Notate subito un particolare. I capi del popolo, i soldati, ed uno dei ladri crocifissi con Gesù, lo provocano a dimostrare la sua regalità salvando se stesso: "se sei il re dei giudei, salva te stesso". Un re impiccato od incapace di difendersi e di salvarsi, è una smentita di tutte le sue dichiarazioni sulla sua regalità. Come a dire: chi ha il potere, lo dimostri agendo a favore di se stesso, per il proprio interesse. E’ questo il modo usuale di esercitare il potere.
Con questo particolare, l’evangelista ci introduce nel vero senso della regalità di Cristo. Essa non ha altro scopo che la nostra salvezza. Sulla croce Cristo non salva se stesso, ma i peccatori che si convertono e confidano in Lui. In questo modo Egli dichiara la sua regalità proprio nel momento della sua suprema umiliazione, poiché è mediante la croce che diventa il redentore di ogni uomo. Come dice un famoso inno liturgico: vexilla Regis prodeunt, fulgit Crucis mysterium … regnavit a ligno Deus [s’avanzano i vessilli del Re e risplende il mistero della Croce: Dio regna dal legno].
Cari amici, quale grande cambiamento di mentalità genera in noi la contemplazione del mistero della regalità di Cristo! "Non è il potere che redime, ma l’amore. Questo è il segno di Dio: Egli stesso è amore … Tutte le ideologie del potere si giustificano così, giustificano la distruzione di ciò che si opporrebbe al progresso e alla liberazione dell’umanità" La contemplazione della regalità di Cristo c’insegna "che il mondo viene salvato dal Crocifisso, non dai crocifissori" [Cf. Benedetto XVI, Insegnamenti I 2005, 23-24]. E’ questo lo stile della regalità di Cristo: la potenza dell’amore.
La pagina evangelica ce ne dà subito una dimostrazione esemplare: il pentimento e la salvezza di uno dei due ladri.

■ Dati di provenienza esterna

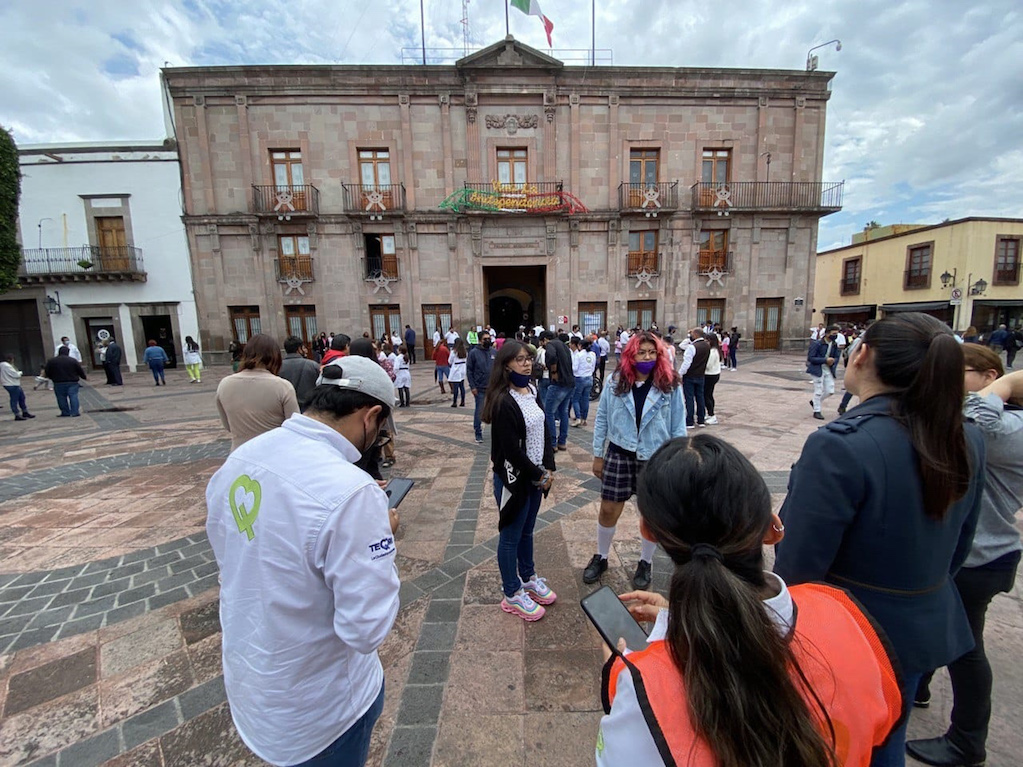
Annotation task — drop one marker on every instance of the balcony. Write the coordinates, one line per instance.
(649, 198)
(298, 267)
(710, 262)
(285, 201)
(374, 200)
(799, 196)
(528, 198)
(85, 264)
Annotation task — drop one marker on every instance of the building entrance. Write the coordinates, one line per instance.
(516, 297)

Il ladro riconosce e proclama la regalità di Gesù, pur vedendolo nelle stesse condizioni infamanti in cui si trova egli stesso. In conseguenza di questo riconoscimento, il ladro pentito può sentire l’annuncio della bella notizia fattogli da Gesù stesso. "Oggi", fin da ora, dentro alla vicenda più tragica – la morte sulla croce – accade la salvezza, si esercita il potere regale di Cristo. "Sarai con me in paradiso": vivrai per sempre con me nel regno dei giusti. Veramente Gesù ha "liberato quel ladro dal potere delle tenebre e lo ha trasferito nel suo regno".
Cari fratelli e sorelle, come avete sentito nella prima lettura, le tribù d’Israele eleggono loro re Davide, poiché gli dicono, "noi ci consideriamo come tue ossa e tua carne". E’ la solidarietà più profonda che attribuisce a Davide il regno.

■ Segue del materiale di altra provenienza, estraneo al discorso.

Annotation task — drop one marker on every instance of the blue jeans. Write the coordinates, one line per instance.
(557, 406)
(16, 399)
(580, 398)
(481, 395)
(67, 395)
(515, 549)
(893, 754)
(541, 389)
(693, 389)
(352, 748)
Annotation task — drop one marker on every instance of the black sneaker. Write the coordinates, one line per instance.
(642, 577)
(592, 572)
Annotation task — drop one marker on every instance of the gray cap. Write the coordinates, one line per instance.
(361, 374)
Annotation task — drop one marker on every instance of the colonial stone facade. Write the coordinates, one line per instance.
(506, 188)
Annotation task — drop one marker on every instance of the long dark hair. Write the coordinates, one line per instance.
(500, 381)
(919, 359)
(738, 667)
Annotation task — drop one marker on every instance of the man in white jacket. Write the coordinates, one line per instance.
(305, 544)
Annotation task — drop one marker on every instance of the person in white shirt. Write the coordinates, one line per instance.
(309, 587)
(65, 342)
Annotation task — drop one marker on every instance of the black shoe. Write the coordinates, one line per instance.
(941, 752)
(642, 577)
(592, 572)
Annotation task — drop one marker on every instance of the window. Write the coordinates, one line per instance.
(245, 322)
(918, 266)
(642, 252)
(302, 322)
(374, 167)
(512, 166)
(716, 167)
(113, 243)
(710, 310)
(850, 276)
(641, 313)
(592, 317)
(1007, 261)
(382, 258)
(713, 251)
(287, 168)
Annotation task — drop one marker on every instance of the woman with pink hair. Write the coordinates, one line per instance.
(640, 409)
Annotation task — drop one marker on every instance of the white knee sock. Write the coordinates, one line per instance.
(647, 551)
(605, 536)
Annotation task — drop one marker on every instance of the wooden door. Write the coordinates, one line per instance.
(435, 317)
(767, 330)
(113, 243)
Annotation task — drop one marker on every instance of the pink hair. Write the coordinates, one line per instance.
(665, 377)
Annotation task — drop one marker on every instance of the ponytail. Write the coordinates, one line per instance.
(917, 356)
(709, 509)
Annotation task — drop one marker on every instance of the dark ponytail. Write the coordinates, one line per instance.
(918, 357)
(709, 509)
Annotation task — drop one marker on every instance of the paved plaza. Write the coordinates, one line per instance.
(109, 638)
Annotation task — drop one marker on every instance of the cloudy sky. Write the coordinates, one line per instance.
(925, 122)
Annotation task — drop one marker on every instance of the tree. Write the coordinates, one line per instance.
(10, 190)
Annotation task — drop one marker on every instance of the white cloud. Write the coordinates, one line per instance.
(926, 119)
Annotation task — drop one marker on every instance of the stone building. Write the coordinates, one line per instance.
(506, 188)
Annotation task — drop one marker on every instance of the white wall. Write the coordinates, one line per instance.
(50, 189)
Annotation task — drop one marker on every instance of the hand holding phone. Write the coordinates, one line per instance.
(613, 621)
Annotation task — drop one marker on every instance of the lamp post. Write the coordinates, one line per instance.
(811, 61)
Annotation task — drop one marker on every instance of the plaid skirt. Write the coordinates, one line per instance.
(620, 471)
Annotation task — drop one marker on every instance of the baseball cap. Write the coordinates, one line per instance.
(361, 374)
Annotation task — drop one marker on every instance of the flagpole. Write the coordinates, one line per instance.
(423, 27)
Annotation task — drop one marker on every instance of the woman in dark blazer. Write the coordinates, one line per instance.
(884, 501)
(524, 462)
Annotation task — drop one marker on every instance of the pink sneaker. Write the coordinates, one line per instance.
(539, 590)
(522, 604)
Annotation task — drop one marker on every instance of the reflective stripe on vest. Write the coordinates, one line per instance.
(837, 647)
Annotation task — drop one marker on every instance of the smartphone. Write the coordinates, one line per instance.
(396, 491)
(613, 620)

Gesù è venuto a cercare ciò che era perduto, a chiamare i peccatori a conversione [Lc 5,32]. Ha condiviso la mensa con loro. Sulla Croce vive l’esperienza della più profonda condivisione della nostra condizione: è per questo che diventa il nostro re, colui cioè che ci libera dal peccato e dalla morte.
2. Cari amici, concludo con due considerazioni. La prima la deduco ancora dalla prima lettura.
Le parole che le tribù di Israele dicono a Davide nascondono un grande mistero. Ciascuno di noi diventa "consanguineo e concorporeo" con Cristo mediante l’Eucaristia. E’ mediante essa, memoria del sacrificio di Cristo sulla croce, che Cristo ci assoggetta al potere del suo amore.
La seconda considerazione conclusiva. Nella Croce di Gesù contempliamo la sua gloria regale. Anche nella Chiesa: essa è feconda nel sangue dei suoi martiri che anche oggi rendono testimonianza a Cristo colla loro morte. La potenza della Chiesa non risiede principalmente nelle grandiose costruzioni del pensiero teologico, o nella consumata sapienza dei suoi diplomatici, o nella saggia organizzazione delle sue istituzioni. Risiede nel sangue versato anche oggi dai suoi martiri, da tutti dimenticati, ma il cui olocausto sale come profumo gradito al Signore.